While fast-food often gets a bad rap, not all menu items are created equal, and some chains offer healthier customization options. Whether Jersey Mike's is a healthy place to eat depends on what you order and how you customize it.

Quick Summary

This article provides a comprehensive overview of Jersey Mike's nutritional information, exploring both the healthy and unhealthy menu options. Learn how to navigate the menu to make smart, informed choices, with tips for customizing subs, ordering "in a tub," and managing sodium and calorie intake.

Key Points

  • Sodium is a Major Issue: Many Jersey Mike's regular subs contain well over the daily recommended limit of sodium, largely due to deli meats and cheeses.

  • Customization is Essential: Choosing lean meats like turkey, skipping extra cheese, and opting for a "Sub in a Tub" are key strategies for building a healthier meal.

  • Portion Sizes Matter: The large and giant sub sizes can pack a massive number of calories, fat, and sodium into a single meal; opt for mini or regular sizes.

  • Look Beyond the Obvious "Healthy" Options: The vegetarian sub, for instance, is surprisingly high in fat and calories due to the generous amount of cheese and oil, so it should be customized.

  • Lean Protein and Veggies are Your Friends: Focusing on subs with lean protein and loading up on fresh, colorful vegetables will boost nutrients and fiber while keeping calories lower.

  • Know Before You Go: Always review the nutritional information on Jersey Mike's website to be aware of the calorie, sodium, and fat content of your chosen meal.

In This Article

Understanding the Nutritional Landscape at Jersey Mike's

Jersey Mike's has gained a strong reputation for its fresh ingredients, with meats and cheeses sliced in-house and bread baked daily. However, the healthiness of a meal depends heavily on the specific sandwich and portion size. While lean proteins like turkey and roast beef are available, some menu items, particularly the giant sizes, cheesesteaks, and cured meat options like the Original Italian, are very high in sodium, calories, and saturated fat. Understanding the nutritional trade-offs is crucial for making informed choices.

The Challenge with Sodium

One of the biggest nutritional concerns at Jersey Mike's is the high sodium content across many of its sandwiches. For example, a regular-sized Buffalo Chicken Cheese Steak can contain over 3,300 milligrams of sodium, far exceeding the daily recommended limit of 2,300 milligrams for most adults. The sodium primarily comes from the deli meats, cheeses, and breads.

To mitigate high sodium levels, consider these strategies:

  • Opt for lean meats like turkey or roast beef, which are generally lower in sodium than Italian meats.
  • Request no cheese or less cheese, as this is a major source of sodium and saturated fat.
  • Choose a "Sub in a Tub" to eliminate the sodium from the bread.
  • Ask for light oil and vinegar, or skip it entirely, and use fresh veggies for flavor.

Customization is Key to Healthier Eating

The ability to customize your order is your most powerful tool for building a healthier meal at Jersey Mike's. This goes beyond just choosing ingredients and extends to the way your sub is prepared.

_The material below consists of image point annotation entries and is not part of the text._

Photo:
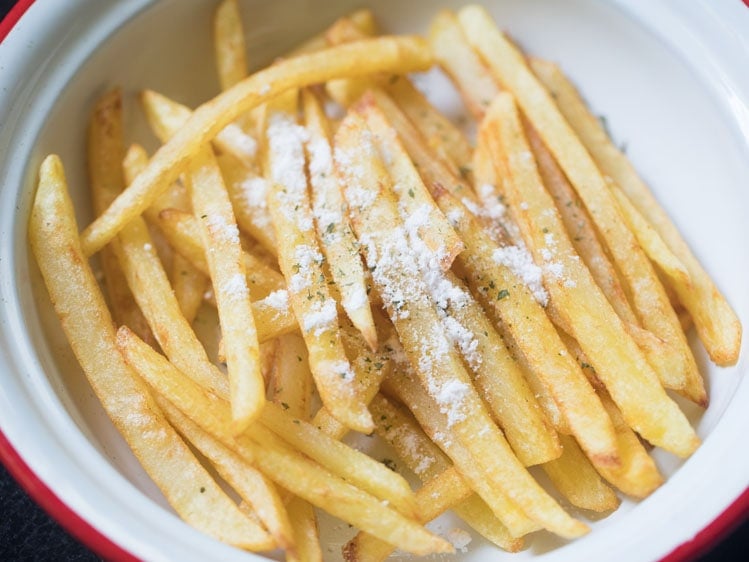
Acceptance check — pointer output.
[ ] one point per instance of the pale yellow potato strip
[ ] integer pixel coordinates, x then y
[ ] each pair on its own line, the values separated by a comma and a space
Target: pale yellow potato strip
306, 534
431, 167
371, 369
237, 161
503, 387
654, 246
189, 286
638, 475
333, 229
53, 235
406, 388
105, 153
424, 458
291, 387
301, 263
456, 57
291, 380
526, 324
412, 194
182, 230
440, 134
229, 278
577, 480
433, 499
251, 485
716, 323
286, 467
386, 54
375, 220
359, 469
649, 300
228, 42
618, 361
188, 282
149, 283
248, 191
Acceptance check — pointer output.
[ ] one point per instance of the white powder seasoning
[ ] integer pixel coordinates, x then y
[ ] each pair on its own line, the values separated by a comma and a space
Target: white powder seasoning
519, 261
459, 538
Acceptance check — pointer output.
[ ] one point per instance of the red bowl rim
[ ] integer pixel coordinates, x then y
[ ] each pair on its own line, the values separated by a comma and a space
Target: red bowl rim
717, 529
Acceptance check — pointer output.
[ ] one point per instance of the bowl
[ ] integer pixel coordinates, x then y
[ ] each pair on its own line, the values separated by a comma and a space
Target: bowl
670, 79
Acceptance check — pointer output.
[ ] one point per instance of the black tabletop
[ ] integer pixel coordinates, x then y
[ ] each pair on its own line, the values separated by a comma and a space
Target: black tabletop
28, 533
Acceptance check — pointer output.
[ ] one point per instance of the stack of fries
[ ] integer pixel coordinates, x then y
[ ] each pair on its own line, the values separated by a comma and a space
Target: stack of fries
482, 309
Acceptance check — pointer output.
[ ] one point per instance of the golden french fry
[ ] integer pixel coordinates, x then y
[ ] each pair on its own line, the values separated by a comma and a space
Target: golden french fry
254, 488
440, 134
248, 193
289, 469
387, 54
359, 469
618, 361
105, 153
523, 320
306, 534
577, 480
456, 57
53, 235
401, 431
641, 282
229, 278
291, 380
333, 229
291, 388
654, 246
301, 263
638, 475
370, 369
436, 231
189, 283
716, 323
182, 230
375, 220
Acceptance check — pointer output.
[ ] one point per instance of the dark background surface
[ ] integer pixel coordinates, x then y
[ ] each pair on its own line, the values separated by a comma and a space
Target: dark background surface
27, 533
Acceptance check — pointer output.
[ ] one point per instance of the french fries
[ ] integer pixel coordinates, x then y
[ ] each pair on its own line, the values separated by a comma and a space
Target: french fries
296, 276
186, 484
717, 325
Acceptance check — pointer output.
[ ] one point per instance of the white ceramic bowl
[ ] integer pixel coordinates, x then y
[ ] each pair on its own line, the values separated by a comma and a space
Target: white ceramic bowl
671, 79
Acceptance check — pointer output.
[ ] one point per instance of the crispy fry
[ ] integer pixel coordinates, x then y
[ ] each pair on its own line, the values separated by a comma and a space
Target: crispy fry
716, 323
436, 232
333, 229
456, 57
254, 488
641, 282
229, 278
525, 323
577, 480
387, 54
288, 468
183, 232
374, 217
105, 153
428, 462
301, 262
291, 388
53, 235
189, 283
587, 314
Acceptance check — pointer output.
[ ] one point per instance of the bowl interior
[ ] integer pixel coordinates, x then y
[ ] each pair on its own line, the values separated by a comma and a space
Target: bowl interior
676, 128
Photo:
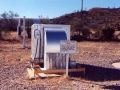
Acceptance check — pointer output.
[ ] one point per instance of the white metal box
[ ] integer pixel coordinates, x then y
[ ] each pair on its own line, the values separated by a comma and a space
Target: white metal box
45, 44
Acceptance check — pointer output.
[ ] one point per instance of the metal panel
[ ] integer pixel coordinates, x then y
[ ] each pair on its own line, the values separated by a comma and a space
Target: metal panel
53, 38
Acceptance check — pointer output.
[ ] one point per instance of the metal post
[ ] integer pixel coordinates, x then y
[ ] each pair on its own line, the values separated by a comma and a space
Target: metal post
24, 33
67, 62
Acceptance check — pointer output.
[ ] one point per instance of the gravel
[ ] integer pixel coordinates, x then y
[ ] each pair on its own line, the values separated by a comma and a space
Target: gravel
96, 57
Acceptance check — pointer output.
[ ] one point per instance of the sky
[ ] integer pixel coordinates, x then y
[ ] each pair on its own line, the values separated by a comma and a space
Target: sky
52, 8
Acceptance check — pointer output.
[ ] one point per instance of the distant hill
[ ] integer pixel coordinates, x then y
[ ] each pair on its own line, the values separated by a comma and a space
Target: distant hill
94, 18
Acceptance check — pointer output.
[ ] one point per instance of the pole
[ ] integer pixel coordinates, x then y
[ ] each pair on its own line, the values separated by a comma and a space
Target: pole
24, 33
82, 6
67, 62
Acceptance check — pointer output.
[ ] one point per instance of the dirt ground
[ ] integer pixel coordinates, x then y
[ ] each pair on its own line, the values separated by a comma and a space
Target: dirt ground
96, 57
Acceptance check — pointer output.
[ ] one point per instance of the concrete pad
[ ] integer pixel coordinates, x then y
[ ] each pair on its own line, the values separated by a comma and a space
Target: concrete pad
31, 74
48, 75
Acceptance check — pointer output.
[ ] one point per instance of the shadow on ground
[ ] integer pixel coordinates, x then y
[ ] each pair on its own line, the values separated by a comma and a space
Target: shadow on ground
95, 73
112, 87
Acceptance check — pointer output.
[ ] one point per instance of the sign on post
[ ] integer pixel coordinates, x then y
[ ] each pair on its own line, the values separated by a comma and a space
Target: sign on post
67, 47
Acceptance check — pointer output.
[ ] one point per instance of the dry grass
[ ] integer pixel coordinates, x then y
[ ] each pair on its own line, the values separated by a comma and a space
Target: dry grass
96, 57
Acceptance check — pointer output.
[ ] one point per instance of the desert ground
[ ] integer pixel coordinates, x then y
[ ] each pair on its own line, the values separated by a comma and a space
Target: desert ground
96, 57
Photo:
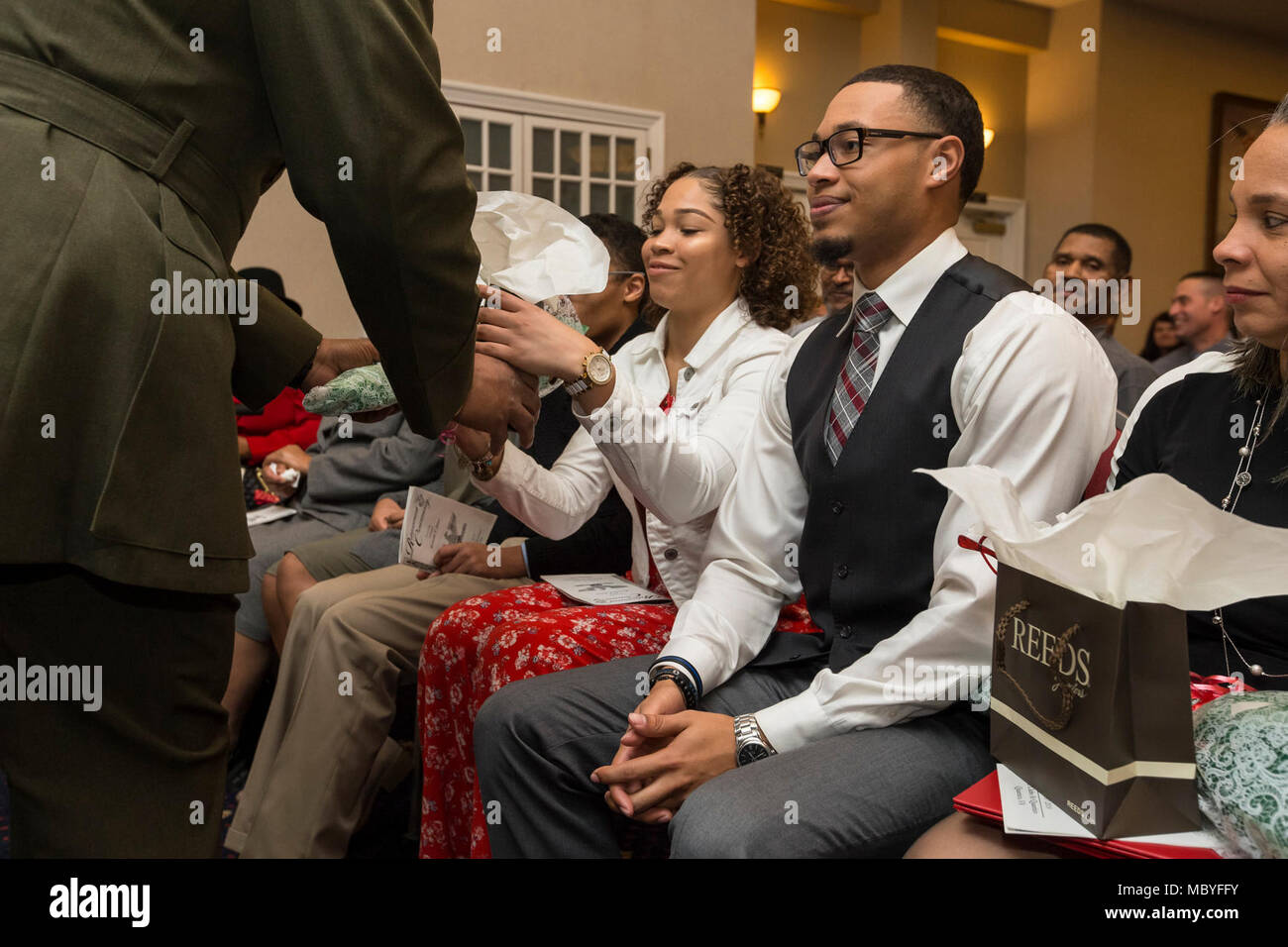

Here’s how to customize your order for maximum health benefits:

  • Choose your bread wisely: Opt for the wheat bread over white for extra fiber, or eliminate it entirely with a "Sub in a Tub".
  • Fill up on veggies: Load your sub or tub with lettuce, tomatoes, onions, and peppers to boost fiber and nutrients. Ask for extras to increase satiety.
  • Control the extras: Be mindful of add-ons like extra cheese, mayo, and bacon, which can significantly increase calories, fat, and sodium. Opt for lighter, vinegar-based condiments.
  • Portion size matters: Consider a mini or regular size instead of a giant, or split a larger sub into multiple meals.

Comparison Table: Jersey Mike's vs. Subway

To put Jersey Mike's nutritional profile into perspective, here is a comparison of similar sandwich options from both Jersey Mike's and Subway, a competitor often perceived as a healthier choice. All values are for a regular-sized sandwich and may vary by location and customizations. (Note: Jersey Mike's regular is approximately 7 inches, while Subway's is 6 inches).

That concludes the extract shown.